Security agency says 6 suspects were accomplices of Nadal Salah, and helped him cross into Syria last month by way of paraglider.

ISIS militants blow up Roman-era temple of Baal Shamin in ancient city of Palmyra (photo credit: ISLAMIC SOCIAL MEDIA)
ISIS militants blow up Roman-era temple of Baal Shamin in ancient city of Palmyra
(photo credit: ISLAMIC SOCIAL MEDIA)
The Shin Bet (Israel Security Agency) and the Israel Police have arrested six Israeli Arabs from the small town of Jaljulya they say conspired to travel to Syria in order to join the Islamic State.
The case was cleared for publication on Wednesday when the members of the cell were indicted on charges including contact with a foreign agent, conspiracy, and attempted illegal crossing to an enemy state.
The investigation was launched following a highly publicized incident last month, when an Israeli Arab man, 23-year-old Jaljulya native Nidal Salah, paraglided into Syria from the Golan Heights to join Islamic State on October 24th. Reports that an Israeli had drifted over the border into Syria sent security forces scrambling across the Golan Heights in a race to find the man, before they determined that Salah had crossed over intentionally in order to join jihadi group in Syria.
The same night that Salah crossed into Syria, the Shjin Bet and police arrested two brothers from Jaljulya who they say helped Salah. Under questioning, Jihad Hagla, 26, and Ahab Hagla, 22, began giving up the names of accomplices and investigators realized they were dealing with a cell of IS supporters looking to make their way to Syria to join the jihadi group.
The Shin Bet said both brothers were known to the security services as being supporters of IS, and that Jihad Hagla had spent six months in Syria in 2013 with IS and other rebel groups. Hagla was arrested upon his return to Israel and served a year in prison before he was released in November 2014.

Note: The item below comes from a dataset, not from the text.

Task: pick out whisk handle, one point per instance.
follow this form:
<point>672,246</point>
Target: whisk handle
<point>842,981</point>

The Shin Bet said that it had determined that in the months before he glided into Syria, Salah and Jihad Hagla trained on the paraglider repeatedly, and that Hagla himself planned to leave by paraglider as well, because he feared his security record would prevent him from flying out of Ben-Gurion International Airport.

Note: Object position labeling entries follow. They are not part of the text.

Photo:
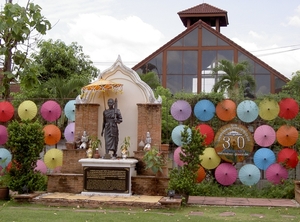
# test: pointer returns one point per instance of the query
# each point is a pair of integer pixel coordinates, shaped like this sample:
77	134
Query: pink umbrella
41	166
69	132
264	135
177	159
226	174
181	110
3	135
276	173
50	110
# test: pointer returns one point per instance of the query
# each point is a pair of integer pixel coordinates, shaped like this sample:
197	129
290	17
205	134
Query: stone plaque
106	179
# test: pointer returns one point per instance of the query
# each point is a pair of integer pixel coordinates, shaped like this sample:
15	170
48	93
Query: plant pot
4	193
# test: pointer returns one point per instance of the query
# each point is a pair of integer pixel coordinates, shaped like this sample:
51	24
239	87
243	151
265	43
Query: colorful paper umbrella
69	132
264	135
177	159
226	110
27	110
226	174
287	135
6	111
181	110
249	174
289	108
247	111
204	110
176	134
41	166
276	173
53	158
5	157
207	131
52	134
50	110
70	110
263	158
268	109
201	174
3	135
288	157
209	158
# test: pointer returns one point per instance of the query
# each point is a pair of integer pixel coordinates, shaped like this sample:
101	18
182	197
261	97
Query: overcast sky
134	29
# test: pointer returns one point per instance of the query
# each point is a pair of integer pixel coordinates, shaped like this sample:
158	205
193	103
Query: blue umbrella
176	134
204	110
263	158
247	111
70	110
5	157
249	174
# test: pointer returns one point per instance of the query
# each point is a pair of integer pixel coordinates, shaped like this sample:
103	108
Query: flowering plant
154	159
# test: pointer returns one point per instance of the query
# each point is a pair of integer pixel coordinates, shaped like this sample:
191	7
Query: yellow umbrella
27	110
268	109
101	85
210	159
53	158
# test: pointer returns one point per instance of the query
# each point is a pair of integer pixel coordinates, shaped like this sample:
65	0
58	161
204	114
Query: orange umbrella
200	174
226	110
287	135
268	109
52	134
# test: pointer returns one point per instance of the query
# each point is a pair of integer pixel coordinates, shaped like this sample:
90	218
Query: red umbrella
207	131
288	157
50	110
6	111
289	108
276	173
3	135
52	134
287	135
226	174
264	135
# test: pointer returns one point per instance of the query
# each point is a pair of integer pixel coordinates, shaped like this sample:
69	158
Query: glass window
174	62
262	84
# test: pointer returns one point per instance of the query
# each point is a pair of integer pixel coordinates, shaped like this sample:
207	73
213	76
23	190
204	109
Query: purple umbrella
226	174
181	110
3	135
276	173
69	132
50	110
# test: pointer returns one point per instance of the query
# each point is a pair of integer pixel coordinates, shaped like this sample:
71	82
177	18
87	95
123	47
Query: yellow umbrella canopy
101	85
268	109
27	110
210	159
53	158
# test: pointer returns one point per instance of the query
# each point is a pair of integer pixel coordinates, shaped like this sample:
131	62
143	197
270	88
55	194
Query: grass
12	211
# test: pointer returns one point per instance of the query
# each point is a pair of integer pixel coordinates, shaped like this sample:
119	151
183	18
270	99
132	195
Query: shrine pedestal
108	177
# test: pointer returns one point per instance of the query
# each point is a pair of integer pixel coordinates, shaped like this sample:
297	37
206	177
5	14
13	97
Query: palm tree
235	80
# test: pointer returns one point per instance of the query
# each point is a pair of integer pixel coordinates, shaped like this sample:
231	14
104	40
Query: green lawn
11	211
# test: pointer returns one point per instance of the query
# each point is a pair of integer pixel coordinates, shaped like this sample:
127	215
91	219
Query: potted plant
94	143
154	160
125	147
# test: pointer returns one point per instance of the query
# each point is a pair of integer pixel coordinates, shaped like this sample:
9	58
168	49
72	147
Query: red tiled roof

The accomplices named by Jihad and Ahab Hagla under questioning included four other residents of Jaljulya: Anas Nidal Yusef Hagla, 19, Muhammad Amin Uda, 28, Muhammad Zakagti, 22, and Adna Ismail Otman Aynash, 21.
For months the cell would meet at Jihad Hagla’s house in the village for religious studies and to view jihadi propaganda.
All the members of the cell had decided that they would join IS, the Shin Bet said. While Jihad Hagla and Salah would paraglide into Syria, the rest planned to fly to Turkey and then cross by land into Syria. Two members of the cell, Adnan Anash and Muhammad Zakegti, decided to abandon the plot because they feared their parents would find out and prevent them from leaving, the Shin Bet said.
Two members of the cell, Adnan Hagla and Muhammad Uda, both flew to Turkey in October and tried to link up with members of IS to take them into rebel- controlled areas of Syria, but the plan failed and they flew back to Israel.
Over the past few years the Shin Bet and the Israel Police have repeatedly announced the arrests of Arab Israelis who traveled to Syria by way of Turkey in order to join IS. In many cases the suspects only spent a few weeks at most in the war zone, fleeing back to Israel where they were immediately arrested upon arrival.
The Shin Bet has issued repeated warnings to Israeli Arabs planning such trips, and has said that the phenomenon of Arab Israelis traveling to combat arenas in Syria and Iraq is extremely dangerous, as volunteers undergo military training and receive exposure to radical jihadist ideology.